Então, para onde devemos ir a partir daqui se quisermos minimizar as perdas causadas pela ruptura? A recomendação da Carney é que haja acordos entre as “potências intermediárias” como uma alternativa a um “mundo de fortalezas”. Sua abordagem se baseia no que Alexander Stubb, presidente da Finlândia, chama de “realismo baseado em valores”: o Canadá será “guiado por princípios em seu compromisso com valores fundamentais”, ao mesmo tempo em que irá “se engajar de forma ampla e estratégica, com os olhos bem abertos”.

Suponhamos que todas as potências intermediárias sigam uma direção semelhante; onde isso funcionaria melhor, onde funcionaria pior e o que mais seria necessário para que os problemas fossem resolvidos?

Comércio e investimento são as áreas mais fáceis de sustentar. O colapso das velhas regras cria uma incerteza custosa, especialmente em relação ao comércio com os EUA. Ainda assim, estes responderam por apenas 17% das importações mundiais de bens em 2024. É um mercado grande, mas não é o único.

Dinheiro e finanças são mais complicados. As potências intermediarias permanecerão vulneráveis à coerção dos EUA por meio do uso do dólar e da dependência do sistema financeiro americano, a menos que haja alguma reforma radical. O uso do yuan não é uma solução: apenas cria outra vulnerabilidade.

A segurança é um desafio ainda mais difícil. O mundo conta com três superpotências nucleares claras e duas potências militares plenas. Há um limite para a capacidade da maioria das potências intermediárias de prover segurança para si mesmas e para seus parceiros. Diante de algumas ameaças - como a pirataria, por exemplo -, elas podem ser eficazes. Mas contra outras, isso se mostrará bem mais complicado.

Ainda mais difícil será garantir certos bens públicos globais, sobretudo ações contra as mudanças climáticas, se uma ou mais superpotências se opuserem ferozmente.
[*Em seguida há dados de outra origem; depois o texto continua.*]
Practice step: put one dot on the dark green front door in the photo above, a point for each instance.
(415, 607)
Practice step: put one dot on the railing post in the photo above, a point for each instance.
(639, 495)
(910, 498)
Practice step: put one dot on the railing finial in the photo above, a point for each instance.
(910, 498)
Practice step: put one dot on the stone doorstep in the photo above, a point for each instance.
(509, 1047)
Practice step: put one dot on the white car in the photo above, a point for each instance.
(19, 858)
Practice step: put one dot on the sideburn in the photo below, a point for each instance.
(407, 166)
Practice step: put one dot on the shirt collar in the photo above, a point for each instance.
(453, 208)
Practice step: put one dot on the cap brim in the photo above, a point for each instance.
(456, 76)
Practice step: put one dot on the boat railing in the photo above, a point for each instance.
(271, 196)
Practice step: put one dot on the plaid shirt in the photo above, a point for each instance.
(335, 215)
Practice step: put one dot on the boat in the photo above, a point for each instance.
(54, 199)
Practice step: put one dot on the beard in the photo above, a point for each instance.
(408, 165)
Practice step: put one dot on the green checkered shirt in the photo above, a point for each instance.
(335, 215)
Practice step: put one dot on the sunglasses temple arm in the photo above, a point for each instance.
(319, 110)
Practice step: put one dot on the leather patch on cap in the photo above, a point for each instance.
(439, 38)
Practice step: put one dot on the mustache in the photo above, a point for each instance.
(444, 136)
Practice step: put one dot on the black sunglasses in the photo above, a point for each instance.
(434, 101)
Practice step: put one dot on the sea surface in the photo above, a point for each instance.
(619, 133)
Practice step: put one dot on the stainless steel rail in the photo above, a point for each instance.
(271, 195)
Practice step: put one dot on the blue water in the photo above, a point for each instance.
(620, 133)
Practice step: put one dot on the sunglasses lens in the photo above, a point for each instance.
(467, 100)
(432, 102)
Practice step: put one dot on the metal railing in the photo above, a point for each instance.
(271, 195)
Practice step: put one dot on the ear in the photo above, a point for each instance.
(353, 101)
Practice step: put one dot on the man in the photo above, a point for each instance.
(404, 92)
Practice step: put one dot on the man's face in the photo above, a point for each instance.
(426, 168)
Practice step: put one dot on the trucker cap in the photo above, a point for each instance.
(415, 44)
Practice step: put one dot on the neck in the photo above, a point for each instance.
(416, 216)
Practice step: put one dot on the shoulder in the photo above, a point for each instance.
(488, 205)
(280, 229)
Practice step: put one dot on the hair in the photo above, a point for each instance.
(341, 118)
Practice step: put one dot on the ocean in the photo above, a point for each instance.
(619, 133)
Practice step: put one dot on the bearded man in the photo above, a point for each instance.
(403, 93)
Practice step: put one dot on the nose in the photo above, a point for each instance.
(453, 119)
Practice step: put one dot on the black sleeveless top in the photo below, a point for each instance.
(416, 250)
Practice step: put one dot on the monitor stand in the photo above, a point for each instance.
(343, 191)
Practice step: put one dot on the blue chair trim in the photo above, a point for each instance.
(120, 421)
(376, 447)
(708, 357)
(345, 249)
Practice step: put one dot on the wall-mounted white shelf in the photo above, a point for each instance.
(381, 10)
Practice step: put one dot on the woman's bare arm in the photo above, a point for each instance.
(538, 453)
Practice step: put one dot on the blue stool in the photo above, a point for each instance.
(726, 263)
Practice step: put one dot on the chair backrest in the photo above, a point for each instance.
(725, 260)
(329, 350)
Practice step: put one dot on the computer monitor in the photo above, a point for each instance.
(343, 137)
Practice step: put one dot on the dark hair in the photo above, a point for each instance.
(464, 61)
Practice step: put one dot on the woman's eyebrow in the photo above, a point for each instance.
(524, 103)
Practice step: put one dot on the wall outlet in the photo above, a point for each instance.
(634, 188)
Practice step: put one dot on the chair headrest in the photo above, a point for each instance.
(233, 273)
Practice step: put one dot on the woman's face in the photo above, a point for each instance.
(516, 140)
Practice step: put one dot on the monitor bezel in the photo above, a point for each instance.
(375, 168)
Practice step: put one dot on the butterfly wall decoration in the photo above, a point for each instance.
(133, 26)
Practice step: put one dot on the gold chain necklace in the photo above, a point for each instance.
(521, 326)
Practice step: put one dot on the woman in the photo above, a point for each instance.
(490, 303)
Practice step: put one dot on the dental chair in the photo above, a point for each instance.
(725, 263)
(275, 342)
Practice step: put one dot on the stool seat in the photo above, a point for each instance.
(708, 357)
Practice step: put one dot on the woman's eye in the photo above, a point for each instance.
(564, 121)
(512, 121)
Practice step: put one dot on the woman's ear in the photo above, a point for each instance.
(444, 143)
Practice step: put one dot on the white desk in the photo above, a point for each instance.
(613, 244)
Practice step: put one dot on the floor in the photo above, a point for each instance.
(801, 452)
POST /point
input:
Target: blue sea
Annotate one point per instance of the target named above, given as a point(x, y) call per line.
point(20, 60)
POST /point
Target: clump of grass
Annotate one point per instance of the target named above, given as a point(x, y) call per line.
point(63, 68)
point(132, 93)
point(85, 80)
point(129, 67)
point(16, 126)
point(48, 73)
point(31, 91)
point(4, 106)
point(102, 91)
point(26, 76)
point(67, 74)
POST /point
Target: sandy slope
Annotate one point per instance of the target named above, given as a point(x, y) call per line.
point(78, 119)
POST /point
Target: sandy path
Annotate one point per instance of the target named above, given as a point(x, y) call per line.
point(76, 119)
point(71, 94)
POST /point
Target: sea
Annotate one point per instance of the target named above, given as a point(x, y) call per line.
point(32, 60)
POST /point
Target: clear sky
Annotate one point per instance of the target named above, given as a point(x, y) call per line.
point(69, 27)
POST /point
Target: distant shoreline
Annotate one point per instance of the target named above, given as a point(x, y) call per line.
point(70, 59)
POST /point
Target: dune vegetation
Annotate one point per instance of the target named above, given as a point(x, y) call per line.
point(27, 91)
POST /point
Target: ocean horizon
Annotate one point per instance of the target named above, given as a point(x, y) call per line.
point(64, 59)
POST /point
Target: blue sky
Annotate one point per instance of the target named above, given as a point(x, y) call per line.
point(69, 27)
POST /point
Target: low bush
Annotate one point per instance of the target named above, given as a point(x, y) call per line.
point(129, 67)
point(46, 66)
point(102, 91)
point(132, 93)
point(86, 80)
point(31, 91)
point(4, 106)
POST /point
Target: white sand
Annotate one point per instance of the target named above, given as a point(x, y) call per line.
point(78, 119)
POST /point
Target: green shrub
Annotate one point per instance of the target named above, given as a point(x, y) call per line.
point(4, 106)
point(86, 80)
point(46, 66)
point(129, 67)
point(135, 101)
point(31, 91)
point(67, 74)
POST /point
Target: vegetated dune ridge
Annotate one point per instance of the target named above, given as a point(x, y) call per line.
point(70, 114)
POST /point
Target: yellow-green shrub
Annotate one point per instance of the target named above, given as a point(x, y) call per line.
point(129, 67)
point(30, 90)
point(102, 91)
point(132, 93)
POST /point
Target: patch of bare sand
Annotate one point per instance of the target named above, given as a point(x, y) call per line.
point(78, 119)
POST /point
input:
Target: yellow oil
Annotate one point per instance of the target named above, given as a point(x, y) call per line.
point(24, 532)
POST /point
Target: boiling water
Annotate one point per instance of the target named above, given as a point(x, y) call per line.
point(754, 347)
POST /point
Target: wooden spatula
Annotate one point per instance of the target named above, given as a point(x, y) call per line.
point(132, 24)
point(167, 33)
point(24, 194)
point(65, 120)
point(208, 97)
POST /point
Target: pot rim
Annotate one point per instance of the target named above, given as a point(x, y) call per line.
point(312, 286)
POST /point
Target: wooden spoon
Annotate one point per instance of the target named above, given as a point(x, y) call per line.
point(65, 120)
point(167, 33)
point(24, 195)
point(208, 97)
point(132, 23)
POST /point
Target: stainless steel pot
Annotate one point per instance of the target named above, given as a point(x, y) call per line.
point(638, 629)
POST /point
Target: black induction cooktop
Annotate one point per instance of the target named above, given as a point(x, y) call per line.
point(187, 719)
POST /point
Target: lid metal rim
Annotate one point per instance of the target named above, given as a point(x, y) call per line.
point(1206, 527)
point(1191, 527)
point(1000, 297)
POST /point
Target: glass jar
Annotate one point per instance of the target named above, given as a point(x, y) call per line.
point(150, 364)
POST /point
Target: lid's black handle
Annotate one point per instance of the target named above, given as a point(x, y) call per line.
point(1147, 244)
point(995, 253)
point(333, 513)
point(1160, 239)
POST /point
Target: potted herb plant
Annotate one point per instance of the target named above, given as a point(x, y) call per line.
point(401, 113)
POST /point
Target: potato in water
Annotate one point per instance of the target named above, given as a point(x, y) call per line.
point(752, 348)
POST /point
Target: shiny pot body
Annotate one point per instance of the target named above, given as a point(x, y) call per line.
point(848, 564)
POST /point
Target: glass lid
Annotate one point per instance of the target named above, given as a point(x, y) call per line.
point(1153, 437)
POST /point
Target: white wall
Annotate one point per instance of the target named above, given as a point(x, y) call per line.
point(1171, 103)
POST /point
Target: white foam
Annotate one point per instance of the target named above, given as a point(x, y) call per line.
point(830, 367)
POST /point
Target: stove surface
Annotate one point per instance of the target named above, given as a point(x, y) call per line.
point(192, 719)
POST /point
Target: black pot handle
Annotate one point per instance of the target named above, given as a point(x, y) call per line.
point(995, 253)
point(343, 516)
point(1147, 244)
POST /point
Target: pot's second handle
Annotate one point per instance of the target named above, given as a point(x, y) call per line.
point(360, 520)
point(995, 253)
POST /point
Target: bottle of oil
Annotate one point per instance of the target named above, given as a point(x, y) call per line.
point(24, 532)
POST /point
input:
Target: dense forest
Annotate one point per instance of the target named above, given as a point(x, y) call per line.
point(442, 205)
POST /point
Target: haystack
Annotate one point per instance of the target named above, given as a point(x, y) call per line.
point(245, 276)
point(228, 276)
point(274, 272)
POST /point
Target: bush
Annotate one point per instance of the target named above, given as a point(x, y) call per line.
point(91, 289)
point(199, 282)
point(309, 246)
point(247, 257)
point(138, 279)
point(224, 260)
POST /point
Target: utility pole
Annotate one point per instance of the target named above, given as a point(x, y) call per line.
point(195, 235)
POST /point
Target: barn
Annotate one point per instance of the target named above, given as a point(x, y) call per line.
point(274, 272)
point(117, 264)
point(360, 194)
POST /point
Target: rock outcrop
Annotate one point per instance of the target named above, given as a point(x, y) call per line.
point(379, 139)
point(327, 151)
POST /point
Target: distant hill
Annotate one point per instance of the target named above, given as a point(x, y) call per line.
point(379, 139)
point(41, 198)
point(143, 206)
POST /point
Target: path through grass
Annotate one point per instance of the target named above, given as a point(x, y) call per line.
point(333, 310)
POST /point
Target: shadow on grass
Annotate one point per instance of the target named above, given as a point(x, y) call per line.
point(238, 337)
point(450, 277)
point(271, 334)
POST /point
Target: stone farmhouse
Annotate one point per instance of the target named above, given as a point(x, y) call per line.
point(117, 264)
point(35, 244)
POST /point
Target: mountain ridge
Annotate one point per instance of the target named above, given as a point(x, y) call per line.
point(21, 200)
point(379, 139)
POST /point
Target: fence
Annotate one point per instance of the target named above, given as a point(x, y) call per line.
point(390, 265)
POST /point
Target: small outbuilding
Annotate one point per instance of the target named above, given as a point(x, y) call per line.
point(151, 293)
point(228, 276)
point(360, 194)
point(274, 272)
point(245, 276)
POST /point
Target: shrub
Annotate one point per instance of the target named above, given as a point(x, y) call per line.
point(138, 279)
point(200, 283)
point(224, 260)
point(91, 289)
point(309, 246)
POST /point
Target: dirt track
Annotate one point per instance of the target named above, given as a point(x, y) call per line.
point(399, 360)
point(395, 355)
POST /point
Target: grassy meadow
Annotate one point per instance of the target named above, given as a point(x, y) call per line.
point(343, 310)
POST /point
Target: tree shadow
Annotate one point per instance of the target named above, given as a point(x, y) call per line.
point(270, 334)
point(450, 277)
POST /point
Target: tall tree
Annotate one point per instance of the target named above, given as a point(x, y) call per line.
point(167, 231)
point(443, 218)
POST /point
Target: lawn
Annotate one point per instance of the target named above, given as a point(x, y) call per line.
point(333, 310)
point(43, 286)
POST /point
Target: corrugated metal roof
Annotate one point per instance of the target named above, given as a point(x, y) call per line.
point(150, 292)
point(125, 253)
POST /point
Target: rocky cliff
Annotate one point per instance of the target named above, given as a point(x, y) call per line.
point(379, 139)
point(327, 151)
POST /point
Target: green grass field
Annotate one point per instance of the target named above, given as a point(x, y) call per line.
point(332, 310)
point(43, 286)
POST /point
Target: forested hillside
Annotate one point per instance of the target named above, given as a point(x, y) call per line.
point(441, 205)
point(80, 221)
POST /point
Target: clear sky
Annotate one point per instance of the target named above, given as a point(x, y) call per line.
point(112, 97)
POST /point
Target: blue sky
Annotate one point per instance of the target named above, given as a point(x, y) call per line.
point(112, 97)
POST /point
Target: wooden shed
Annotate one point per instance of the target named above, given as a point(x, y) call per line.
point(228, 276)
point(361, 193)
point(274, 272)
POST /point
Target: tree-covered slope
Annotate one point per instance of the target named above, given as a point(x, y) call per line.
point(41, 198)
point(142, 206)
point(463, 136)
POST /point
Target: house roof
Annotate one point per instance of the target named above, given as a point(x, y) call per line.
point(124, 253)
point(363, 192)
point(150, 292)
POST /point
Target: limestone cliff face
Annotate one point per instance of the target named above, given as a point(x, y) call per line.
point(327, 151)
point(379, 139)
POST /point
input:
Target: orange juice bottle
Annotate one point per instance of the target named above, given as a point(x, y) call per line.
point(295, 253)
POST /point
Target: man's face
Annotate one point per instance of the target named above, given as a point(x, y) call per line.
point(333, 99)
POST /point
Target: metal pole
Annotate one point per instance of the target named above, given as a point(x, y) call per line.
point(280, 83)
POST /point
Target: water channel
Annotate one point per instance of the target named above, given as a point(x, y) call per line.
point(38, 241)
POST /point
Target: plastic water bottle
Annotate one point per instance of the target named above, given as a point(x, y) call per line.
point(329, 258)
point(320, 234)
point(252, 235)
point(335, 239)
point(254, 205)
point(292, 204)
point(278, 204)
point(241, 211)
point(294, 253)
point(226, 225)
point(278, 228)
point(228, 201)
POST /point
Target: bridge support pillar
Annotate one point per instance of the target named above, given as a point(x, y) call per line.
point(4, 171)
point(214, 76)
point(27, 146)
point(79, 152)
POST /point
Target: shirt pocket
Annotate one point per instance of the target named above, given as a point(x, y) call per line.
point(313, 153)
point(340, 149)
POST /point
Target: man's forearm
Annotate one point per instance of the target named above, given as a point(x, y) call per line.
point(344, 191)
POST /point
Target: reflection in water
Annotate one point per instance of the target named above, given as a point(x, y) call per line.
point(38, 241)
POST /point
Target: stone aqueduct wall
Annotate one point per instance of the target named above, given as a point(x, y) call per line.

Nesse caso, será necessária uma cooperação global - e talvez até sanções contra os EUA.

Quanto mais se examina o que está por vir, mais importante a União Europeia se torna - aos olhos de Trump, o maior inimigo -, como argumenta meu colega Martin Sandbu. A cada dia que passa, mais responsabilidades e poder são impostos à União Europeia, em todos os domínios. Felizmente, ela não está desarmada. Como observa Robert Shapiro, subsecretário do Comércio no governo de Bill Clinton, a alavancagem financeira da Europa sobre os EUA é substancial. Ela precisa usá-la.

Em seu livro, escrito no exílio, Stefan Zweig (escritor austríaco judeu que se suicidou no Brasil em 1942), descreveu o mundo perdido da Europa anterior à Primeira Guerra Mundial. Nós também estamos perdendo um mundo. Ele também era imperfeito, embora muito melhor do que aquele. Desta vez, a Europa precisa ser uma salvadora, não uma destruidora. O Reino Unido também terá de se juntar às lutas que se avizinham. (Tradução de Mário Zamarian).